« Nous devons ouvrir le travail des musées »
Gabriel Zuchtriegel, directeur franco-italien du site inscrit au patrimoine de l’humanité de l’UNESCO de Pompéi, sur les échanges culturels et le travail interactif des musées.
Monsieur Zuchtriegel, votre livre « Vom Zauber des Untergangs – Was Pompeji über uns erzählt » (traduction libre : « De la magie de la chute : ce que Pompéi raconte à notre sujet ») a été récemment publié en Allemagne. Qu’est-ce qui relie le Pompéi antique à notre vie actuelle ?
Chaque génération a son regard sur l’Antiquité qu’elle se forge en comparant les époques. Aujourd’hui, nous constatons qu’il y a encore beaucoup à faire pour ouvrir et rendre accessible au plus grand nombre le travail des musées et de l’archéologie, mais également pour raconter les différentes facettes de la vie dans l’Antiquité. Jusqu'à présent, le regard s'est encore trop souvent porté sur une élite essentiellement masculine des civilisations antiques grecque et romaine.

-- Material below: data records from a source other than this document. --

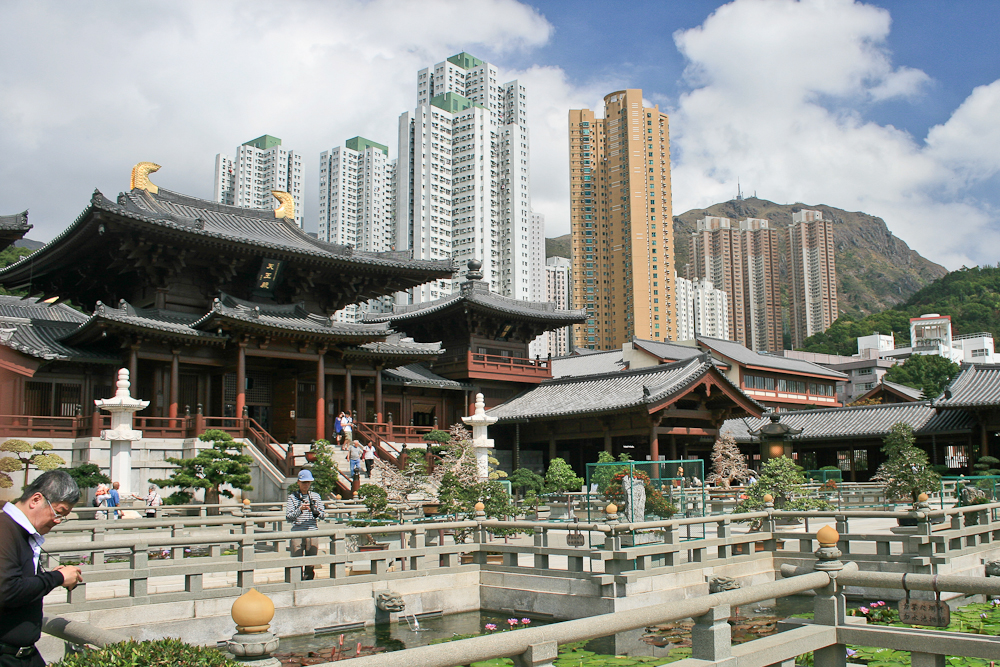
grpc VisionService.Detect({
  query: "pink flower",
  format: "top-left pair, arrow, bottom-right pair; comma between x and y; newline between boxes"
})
484,623 -> 497,632
507,618 -> 518,626
521,618 -> 531,625
859,606 -> 869,614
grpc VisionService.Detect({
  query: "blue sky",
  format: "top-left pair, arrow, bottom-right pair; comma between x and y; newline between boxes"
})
1,0 -> 998,270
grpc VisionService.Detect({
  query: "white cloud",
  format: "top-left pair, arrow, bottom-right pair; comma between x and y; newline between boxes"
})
670,0 -> 1000,269
0,0 -> 552,238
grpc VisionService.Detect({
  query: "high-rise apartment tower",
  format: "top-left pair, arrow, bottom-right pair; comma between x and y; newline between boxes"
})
214,135 -> 304,228
690,216 -> 781,351
318,137 -> 396,322
529,256 -> 572,358
396,52 -> 531,303
675,274 -> 730,341
568,89 -> 673,350
787,209 -> 838,348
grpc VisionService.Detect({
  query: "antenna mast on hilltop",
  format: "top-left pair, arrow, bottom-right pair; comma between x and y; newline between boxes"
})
736,180 -> 743,201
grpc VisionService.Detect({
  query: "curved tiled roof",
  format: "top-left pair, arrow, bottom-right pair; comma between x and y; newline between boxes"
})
0,296 -> 87,324
697,336 -> 848,380
487,356 -> 762,422
933,364 -> 1000,408
0,320 -> 117,362
364,281 -> 587,326
64,300 -> 228,345
721,401 -> 975,442
551,349 -> 627,378
191,294 -> 392,340
0,211 -> 31,233
382,363 -> 473,390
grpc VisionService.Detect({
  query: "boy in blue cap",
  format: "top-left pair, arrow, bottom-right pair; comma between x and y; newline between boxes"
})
286,469 -> 325,580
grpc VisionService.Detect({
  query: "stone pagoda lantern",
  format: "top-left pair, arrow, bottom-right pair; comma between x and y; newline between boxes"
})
751,412 -> 802,464
94,368 -> 149,498
462,392 -> 497,480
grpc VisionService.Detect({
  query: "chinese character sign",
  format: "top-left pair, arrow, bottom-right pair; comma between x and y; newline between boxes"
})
254,258 -> 284,296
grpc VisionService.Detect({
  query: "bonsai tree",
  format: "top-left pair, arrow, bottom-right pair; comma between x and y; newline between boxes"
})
603,469 -> 676,519
707,433 -> 750,489
65,463 -> 111,493
544,457 -> 584,494
872,422 -> 941,503
0,439 -> 65,488
734,456 -> 833,518
422,429 -> 451,445
306,439 -> 339,499
973,456 -> 1000,477
356,483 -> 394,522
150,430 -> 253,506
508,468 -> 544,502
590,450 -> 632,495
434,424 -> 515,536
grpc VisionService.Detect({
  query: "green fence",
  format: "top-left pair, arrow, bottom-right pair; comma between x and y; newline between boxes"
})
941,474 -> 1000,508
583,459 -> 706,522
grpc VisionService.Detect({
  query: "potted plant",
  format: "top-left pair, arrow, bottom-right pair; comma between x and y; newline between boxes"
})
732,456 -> 833,530
356,483 -> 394,549
522,489 -> 549,521
872,423 -> 941,526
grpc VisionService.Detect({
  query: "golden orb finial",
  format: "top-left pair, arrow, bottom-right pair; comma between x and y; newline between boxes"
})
917,492 -> 928,502
605,503 -> 618,515
816,525 -> 839,548
131,162 -> 161,194
762,493 -> 774,503
272,190 -> 295,220
242,498 -> 251,506
231,588 -> 275,633
474,502 -> 485,512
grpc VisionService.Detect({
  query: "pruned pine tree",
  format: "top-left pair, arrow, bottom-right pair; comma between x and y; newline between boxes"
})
707,434 -> 749,489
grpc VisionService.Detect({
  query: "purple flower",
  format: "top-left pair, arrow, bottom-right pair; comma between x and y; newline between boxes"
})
484,623 -> 497,631
859,607 -> 869,614
981,612 -> 988,619
521,618 -> 531,625
846,649 -> 857,657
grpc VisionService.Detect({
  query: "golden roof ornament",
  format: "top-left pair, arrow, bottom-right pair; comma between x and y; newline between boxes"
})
130,162 -> 161,194
272,190 -> 294,220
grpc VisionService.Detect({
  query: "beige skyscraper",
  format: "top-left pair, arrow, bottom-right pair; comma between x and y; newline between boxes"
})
568,90 -> 673,350
788,209 -> 838,348
690,216 -> 781,352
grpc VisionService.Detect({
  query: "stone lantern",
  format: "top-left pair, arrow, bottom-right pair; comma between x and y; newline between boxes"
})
750,412 -> 802,463
94,368 -> 149,498
462,392 -> 497,480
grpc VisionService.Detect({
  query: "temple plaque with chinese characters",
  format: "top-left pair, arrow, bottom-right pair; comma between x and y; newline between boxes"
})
566,533 -> 585,547
254,258 -> 284,296
898,598 -> 950,627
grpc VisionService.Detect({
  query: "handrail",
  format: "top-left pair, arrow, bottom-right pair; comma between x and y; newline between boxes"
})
244,418 -> 290,477
43,617 -> 130,648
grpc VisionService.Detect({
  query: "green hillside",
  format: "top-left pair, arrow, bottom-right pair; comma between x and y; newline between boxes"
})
800,265 -> 1000,355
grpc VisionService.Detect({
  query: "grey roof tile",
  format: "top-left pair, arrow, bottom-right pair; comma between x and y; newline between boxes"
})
880,380 -> 924,401
933,364 -> 1000,408
721,401 -> 975,442
192,293 -> 392,339
67,300 -> 227,343
488,357 -> 762,422
697,336 -> 848,380
551,349 -> 627,378
0,296 -> 87,324
0,320 -> 117,362
382,363 -> 473,390
0,211 -> 30,231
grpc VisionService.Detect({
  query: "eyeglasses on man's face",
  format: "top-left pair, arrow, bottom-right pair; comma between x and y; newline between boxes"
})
43,495 -> 72,524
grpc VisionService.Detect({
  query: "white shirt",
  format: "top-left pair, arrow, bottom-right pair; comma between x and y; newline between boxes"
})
3,501 -> 44,572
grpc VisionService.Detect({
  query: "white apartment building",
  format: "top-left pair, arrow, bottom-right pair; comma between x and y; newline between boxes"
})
214,135 -> 303,228
396,52 -> 532,303
318,137 -> 396,323
529,256 -> 572,358
675,273 -> 730,341
530,211 -> 545,302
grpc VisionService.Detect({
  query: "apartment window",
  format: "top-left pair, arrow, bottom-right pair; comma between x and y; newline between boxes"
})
777,379 -> 806,393
744,375 -> 775,391
972,349 -> 989,358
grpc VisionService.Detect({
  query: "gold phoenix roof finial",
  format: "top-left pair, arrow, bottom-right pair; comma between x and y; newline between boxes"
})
130,162 -> 161,194
272,190 -> 294,220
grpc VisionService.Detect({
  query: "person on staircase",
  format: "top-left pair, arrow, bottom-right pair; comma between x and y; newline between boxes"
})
286,470 -> 325,581
348,440 -> 364,479
334,412 -> 344,450
363,442 -> 376,479
341,413 -> 353,449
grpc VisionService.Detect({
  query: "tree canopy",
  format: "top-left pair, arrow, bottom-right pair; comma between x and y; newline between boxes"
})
883,354 -> 960,399
872,422 -> 940,502
800,265 -> 1000,355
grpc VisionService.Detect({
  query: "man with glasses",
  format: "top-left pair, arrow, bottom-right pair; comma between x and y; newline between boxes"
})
0,470 -> 84,666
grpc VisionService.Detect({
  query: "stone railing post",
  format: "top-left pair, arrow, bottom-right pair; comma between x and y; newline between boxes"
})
812,525 -> 846,667
692,603 -> 732,661
533,527 -> 549,569
129,542 -> 149,603
512,641 -> 558,667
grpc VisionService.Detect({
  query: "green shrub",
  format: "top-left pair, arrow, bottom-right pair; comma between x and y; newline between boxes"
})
51,638 -> 240,666
423,429 -> 451,444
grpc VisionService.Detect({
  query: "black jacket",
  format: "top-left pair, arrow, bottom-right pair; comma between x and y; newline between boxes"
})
0,510 -> 65,647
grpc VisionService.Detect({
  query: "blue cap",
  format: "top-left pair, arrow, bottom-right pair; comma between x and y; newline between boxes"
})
297,469 -> 314,482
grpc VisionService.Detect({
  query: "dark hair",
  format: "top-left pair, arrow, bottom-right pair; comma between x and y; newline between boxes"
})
18,469 -> 81,505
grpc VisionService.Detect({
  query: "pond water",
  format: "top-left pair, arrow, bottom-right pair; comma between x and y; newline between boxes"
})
271,596 -> 816,665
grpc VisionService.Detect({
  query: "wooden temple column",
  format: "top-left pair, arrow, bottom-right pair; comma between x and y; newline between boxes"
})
982,421 -> 991,458
168,349 -> 180,420
236,341 -> 247,419
650,413 -> 663,478
344,364 -> 352,416
374,365 -> 383,423
128,343 -> 139,384
316,348 -> 326,442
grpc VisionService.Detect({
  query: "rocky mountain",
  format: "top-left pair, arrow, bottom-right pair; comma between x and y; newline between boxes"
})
673,197 -> 947,318
545,235 -> 571,260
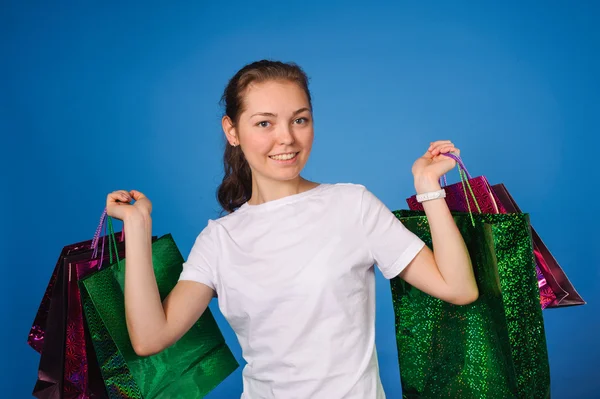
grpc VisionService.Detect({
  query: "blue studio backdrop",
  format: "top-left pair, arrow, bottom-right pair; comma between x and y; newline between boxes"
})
2,2 -> 599,398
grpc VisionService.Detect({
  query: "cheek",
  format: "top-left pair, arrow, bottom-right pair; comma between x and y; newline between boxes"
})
243,134 -> 273,157
299,129 -> 314,149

Mais qu’en est-il des 80 % de la population de Pompéi qui n’appartenait à aucune élite et n’ont pas encore fait l’objet de véritable recherche et représentation ?
Comment le travail sur des sites comme Pompéi doit-il évoluer pour s’ouvrir à ce niveau ?
Actuellement, nous travaillons sur une exposition intitulée « L’autre Pompéi, des parcours ordinaires à l’ombre du Vésuve » pour porter un regard varié sur les conditions de vie dans l’Antiquité. Il est très important d’arrêter de porter l’Antiquité aux nues par rapport aux autres cultures ; c’est ce qu’ont démontré les débats post-colonialistes des dernières années. De plus, le travail des musées et parcs archéologiques doivent devenir plus interactifs. Trop longtemps, cela a été à sens unique. Il s’agit de donner la parole aux personnes qui viennent à nous.
Des visiteurs du monde entier viennent visiter Pompéi. Dans quelle mesure votre travail s’inscrit-il dans un contexte international ?
Il est très international, nous travaillons ici avec une équipe composée de nombreuses nationalités. Ces dernières années, nous avons introduit un format d’atelier annuel au cours duquel les chercheurs et chercheuses se présentent mutuellement leurs travaux. On voit ainsi avec quelles perspectives, méthodes et questions différentes ils arrivent à Pompéi. Même pour moi personnellement, les échanges internationaux ne représentent pas une question théorique et abstraite. J'ai travaillé très tôt avec l’étranger, étudié grâce à Erasmus et, en tant qu'Allemand, j'ai également pris la nationalité italienne. Le projet européen a fait bougé beaucoup de choses au cours des dernières décennies et nous n’en sommes parfois pas conscients.